Le point de vue actuel déclarant la théorie de la valeur de travail de Karl Heinrich Marx obsolète soutient principalement que l'adoption généralisée de la production sans personnel sape le principe fondamental de la théorie, qui stipule que le travail est la seule source de valeur. Toutefois, ce raisonnement ne se contente pas de mal interpréter la théorie de la valeur du travail de Marx, il manque également une analyse détaillée des tendances du développement de l'intelligence artificielle (IA).

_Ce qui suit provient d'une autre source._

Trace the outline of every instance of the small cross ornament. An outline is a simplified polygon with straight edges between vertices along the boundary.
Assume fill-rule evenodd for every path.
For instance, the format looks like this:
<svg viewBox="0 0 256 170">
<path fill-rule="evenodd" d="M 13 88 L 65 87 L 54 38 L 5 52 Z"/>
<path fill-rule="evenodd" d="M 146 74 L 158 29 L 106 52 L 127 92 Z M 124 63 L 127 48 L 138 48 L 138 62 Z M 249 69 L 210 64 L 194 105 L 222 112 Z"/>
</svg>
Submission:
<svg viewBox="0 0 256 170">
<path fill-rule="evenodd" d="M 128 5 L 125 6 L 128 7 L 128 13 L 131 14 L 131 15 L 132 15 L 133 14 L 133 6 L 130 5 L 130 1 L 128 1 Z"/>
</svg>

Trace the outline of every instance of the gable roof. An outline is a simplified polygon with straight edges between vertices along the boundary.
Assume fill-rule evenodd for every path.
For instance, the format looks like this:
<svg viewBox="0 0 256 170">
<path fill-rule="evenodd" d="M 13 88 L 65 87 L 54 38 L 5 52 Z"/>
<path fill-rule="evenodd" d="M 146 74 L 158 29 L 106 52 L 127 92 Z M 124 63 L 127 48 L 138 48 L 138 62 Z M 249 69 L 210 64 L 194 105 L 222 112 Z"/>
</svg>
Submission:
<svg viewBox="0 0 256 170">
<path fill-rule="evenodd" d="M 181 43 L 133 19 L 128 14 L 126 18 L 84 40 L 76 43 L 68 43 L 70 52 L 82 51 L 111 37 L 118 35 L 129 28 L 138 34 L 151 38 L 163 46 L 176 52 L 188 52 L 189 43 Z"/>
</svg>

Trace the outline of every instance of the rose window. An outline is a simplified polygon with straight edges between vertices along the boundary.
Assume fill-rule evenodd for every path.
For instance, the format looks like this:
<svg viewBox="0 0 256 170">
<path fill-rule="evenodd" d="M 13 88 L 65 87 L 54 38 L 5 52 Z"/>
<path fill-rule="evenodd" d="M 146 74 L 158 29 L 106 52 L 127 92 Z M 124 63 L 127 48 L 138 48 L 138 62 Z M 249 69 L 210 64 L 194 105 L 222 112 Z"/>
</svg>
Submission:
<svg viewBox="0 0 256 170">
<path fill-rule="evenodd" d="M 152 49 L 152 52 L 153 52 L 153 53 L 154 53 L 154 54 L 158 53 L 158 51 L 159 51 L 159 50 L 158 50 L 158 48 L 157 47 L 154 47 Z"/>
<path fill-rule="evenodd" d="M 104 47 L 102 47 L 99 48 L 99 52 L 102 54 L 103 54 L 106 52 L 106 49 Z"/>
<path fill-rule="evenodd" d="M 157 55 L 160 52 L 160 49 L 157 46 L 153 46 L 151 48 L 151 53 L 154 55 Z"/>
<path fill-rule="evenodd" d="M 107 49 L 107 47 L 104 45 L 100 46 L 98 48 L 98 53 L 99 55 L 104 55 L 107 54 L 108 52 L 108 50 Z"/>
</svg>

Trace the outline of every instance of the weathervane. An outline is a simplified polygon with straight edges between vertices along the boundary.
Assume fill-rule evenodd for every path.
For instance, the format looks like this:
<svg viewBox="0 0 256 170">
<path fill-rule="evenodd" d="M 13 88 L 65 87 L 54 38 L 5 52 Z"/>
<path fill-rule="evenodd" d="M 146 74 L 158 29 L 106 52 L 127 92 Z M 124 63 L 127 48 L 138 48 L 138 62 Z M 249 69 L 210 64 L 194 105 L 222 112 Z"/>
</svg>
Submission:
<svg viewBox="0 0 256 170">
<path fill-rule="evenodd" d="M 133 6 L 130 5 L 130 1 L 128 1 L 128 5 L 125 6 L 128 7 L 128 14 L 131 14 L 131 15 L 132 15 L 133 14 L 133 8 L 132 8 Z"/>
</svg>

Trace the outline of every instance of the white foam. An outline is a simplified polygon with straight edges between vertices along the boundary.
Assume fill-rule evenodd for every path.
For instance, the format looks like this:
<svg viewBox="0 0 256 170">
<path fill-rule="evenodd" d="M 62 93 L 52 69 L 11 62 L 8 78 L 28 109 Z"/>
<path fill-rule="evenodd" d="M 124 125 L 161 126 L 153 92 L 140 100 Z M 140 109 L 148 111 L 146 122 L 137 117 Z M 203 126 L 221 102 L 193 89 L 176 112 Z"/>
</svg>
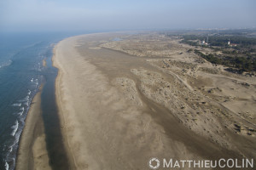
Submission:
<svg viewBox="0 0 256 170">
<path fill-rule="evenodd" d="M 29 96 L 27 95 L 27 96 L 26 96 L 23 99 L 20 99 L 20 100 L 19 100 L 20 102 L 22 102 L 22 101 L 28 101 L 28 99 L 29 99 Z"/>
<path fill-rule="evenodd" d="M 21 105 L 21 103 L 19 103 L 19 104 L 13 104 L 12 105 L 13 106 L 16 106 L 16 107 L 20 107 Z"/>
<path fill-rule="evenodd" d="M 26 106 L 28 106 L 28 103 L 29 103 L 29 101 L 26 101 L 26 102 L 25 102 L 24 104 L 25 104 Z"/>
<path fill-rule="evenodd" d="M 19 113 L 17 113 L 18 115 L 20 115 L 20 116 L 22 116 L 22 114 L 23 114 L 23 112 L 24 112 L 24 107 L 21 107 L 20 108 L 20 112 L 19 112 Z"/>
<path fill-rule="evenodd" d="M 7 162 L 5 162 L 5 170 L 9 170 L 9 164 Z"/>
<path fill-rule="evenodd" d="M 19 122 L 18 122 L 18 121 L 16 120 L 15 124 L 14 126 L 12 126 L 12 129 L 14 129 L 13 132 L 12 132 L 12 133 L 11 133 L 12 136 L 15 136 L 15 133 L 16 133 L 16 132 L 17 132 L 17 130 L 18 130 L 18 127 L 19 127 Z"/>
</svg>

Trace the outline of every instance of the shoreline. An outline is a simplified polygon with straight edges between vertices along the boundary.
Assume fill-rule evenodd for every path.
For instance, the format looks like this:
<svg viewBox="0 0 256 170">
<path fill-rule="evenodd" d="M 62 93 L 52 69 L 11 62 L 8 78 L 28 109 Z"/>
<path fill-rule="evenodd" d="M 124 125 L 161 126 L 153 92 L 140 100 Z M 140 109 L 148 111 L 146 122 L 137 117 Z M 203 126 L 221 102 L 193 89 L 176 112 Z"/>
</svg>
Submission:
<svg viewBox="0 0 256 170">
<path fill-rule="evenodd" d="M 21 133 L 15 169 L 51 169 L 46 150 L 44 127 L 42 119 L 41 93 L 36 94 L 28 110 Z M 44 165 L 44 168 L 42 168 Z"/>
<path fill-rule="evenodd" d="M 190 92 L 197 84 L 189 88 L 179 76 L 163 71 L 147 58 L 131 57 L 101 45 L 120 35 L 71 37 L 55 47 L 52 61 L 59 70 L 55 99 L 72 169 L 144 169 L 152 156 L 189 160 L 244 156 L 236 148 L 242 146 L 230 141 L 236 134 L 223 127 L 218 116 L 207 114 L 207 105 L 200 105 L 198 110 L 211 119 L 189 112 L 187 116 L 178 114 L 187 109 L 172 98 L 165 103 L 168 96 L 163 95 L 179 95 L 180 91 L 189 98 L 205 99 L 204 94 Z M 183 60 L 191 62 L 191 59 Z M 172 94 L 170 87 L 177 93 Z M 190 101 L 181 101 L 190 107 Z M 207 105 L 214 105 L 210 101 Z M 187 122 L 188 116 L 196 118 Z M 214 124 L 218 126 L 212 130 Z"/>
</svg>

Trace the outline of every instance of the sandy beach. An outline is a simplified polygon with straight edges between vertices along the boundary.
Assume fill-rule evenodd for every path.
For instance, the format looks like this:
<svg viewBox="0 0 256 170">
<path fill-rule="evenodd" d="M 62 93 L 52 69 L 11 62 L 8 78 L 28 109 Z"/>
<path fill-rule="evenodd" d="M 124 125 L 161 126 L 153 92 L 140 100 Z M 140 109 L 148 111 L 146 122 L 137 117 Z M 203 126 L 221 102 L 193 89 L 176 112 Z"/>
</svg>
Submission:
<svg viewBox="0 0 256 170">
<path fill-rule="evenodd" d="M 17 170 L 51 169 L 41 114 L 41 92 L 38 92 L 33 98 L 26 119 L 17 156 Z"/>
<path fill-rule="evenodd" d="M 255 158 L 255 79 L 221 68 L 216 74 L 177 41 L 168 42 L 169 51 L 140 46 L 146 37 L 91 34 L 55 48 L 56 101 L 71 168 L 148 169 L 151 157 Z M 247 114 L 239 116 L 238 104 L 248 105 Z"/>
</svg>

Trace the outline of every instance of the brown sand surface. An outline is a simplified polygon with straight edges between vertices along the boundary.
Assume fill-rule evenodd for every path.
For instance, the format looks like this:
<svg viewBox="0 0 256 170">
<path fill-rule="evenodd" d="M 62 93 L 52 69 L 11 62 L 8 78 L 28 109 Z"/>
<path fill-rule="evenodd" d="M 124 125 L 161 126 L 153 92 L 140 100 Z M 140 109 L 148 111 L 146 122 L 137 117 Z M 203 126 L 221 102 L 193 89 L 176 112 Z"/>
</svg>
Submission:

Les travailleurs collectifs
Historiquement, à l'ère pré-internet, les machines automatisées étaient des systèmes mécaniques dotés de forces motrices internes. Ces systèmes nécessitaient la supervision et l'assistance de travailleurs humains pour effectuer des tâches. À cette époque, les machines automatisées n'étaient pas totalement autonomes et dépendaient toujours de la présence et de l'assistance de travailleurs humains. À l'ère de l'internet, les machines automatisées sont composées de logiciels et de matériel, ce qui permet aux humains de contrôler à distance leurs opérations par le biais d'interactions médiatisées par l'internet. Cette ère a vu l'essor des usines sans personnel, où les travailleurs humains et les machines intelligentes forment un environnement de production dualiste facilité par l'internet. Avec l'avènement de l'ère de l'IA, les ingénieurs n'ont plus qu'à concevoir le programme initial du logiciel des systèmes intelligents, qui subissent ensuite des mises à jour itératives et un apprentissage en profondeur grâce à de vastes ensembles de données. Cette intégration donne naissance au concept de « travailleur collectif ».
Les usines sans personnel coexistent avec des rôles tels que les codeurs de logiciels, les ingénieurs de données et les utilisateurs d'Internet, qui constituent collectivement les différents maillons du travailleur collectif. La production de valeur devient socialisée et holistique, mettant l'accent sur la production non matérielle ou numérique comme mode principal de production sociale.
Les nouvelles tâches
L'IA est à l'origine d'une transformation structurelle dans le domaine du travail productif et de la subjectivation de l'IA, remettant en question la théorie de la valeur du travail de Marx d'une manière sans précédent. Ce défi est double : premièrement, il se manifeste par des frontières de plus en plus floues entre des distinctions telles que la distinction entre la valeur et la valeur d'usage, et la distinction entre le travail abstrait et le travail concret, dans le cadre de la transformation numérique en cours de l'humanité. Ces distinctions théoriques, élaborées à l'origine par Marx pour appréhender la réalité capitaliste de l'ère industrielle, sont aujourd'hui confrontées aux réalités des systèmes capitalistes et socialistes de l'ère de l'IA, qui sont tous deux en cours de numérisation. Deuxièmement, ce défi est évident dans les questions découlant du développement itératif de l'IA. Ces questions deviennent particulièrement prononcées lorsque l'IA atteint le seuil de la conscience indépendante, croisant les transformations de l'ordre des valeurs du travail humain, et même de l'ordre éthique et moral.
Tant que l'IA n'a pas acquis une conscience autonome, elle reste un simple outil de production, à l'image des machines automatisées décrites par Marx en son temps. Au-delà de ce seuil, l'IA possède une autonomie et accède au même statut moral que l'homme, devenant une autre entité au même titre que l'humanité.
À ce stade, l'idée centrale de la théorie de la valeur du travail de Marx, selon laquelle le travail est la seule source de valeur, est remise en question. Répondre à ce défi constitue une autre tâche importante de la théorie de la valeur du travail. À l'heure actuelle, il existe au moins deux façons de relever ce défi : la première consiste à abandonner l'idée centrale du travail comme unique source de valeur dans la théorie de la valeur du travail de Marx et à proposer une nouvelle théorie de la valeur du travail basée sur la nouvelle réalité. Cette approche n'est pas nécessairement conforme au marxisme. L'autre approche consiste à accepter l'idée fondamentale selon laquelle le travail est la seule source de valeur et à fournir une interprétation multi-entités des entités qui « travaillent », prenant ainsi en compte le travail de l'entité AI. Cette approche peut être considérée comme marxiste ou compatible avec le marxisme.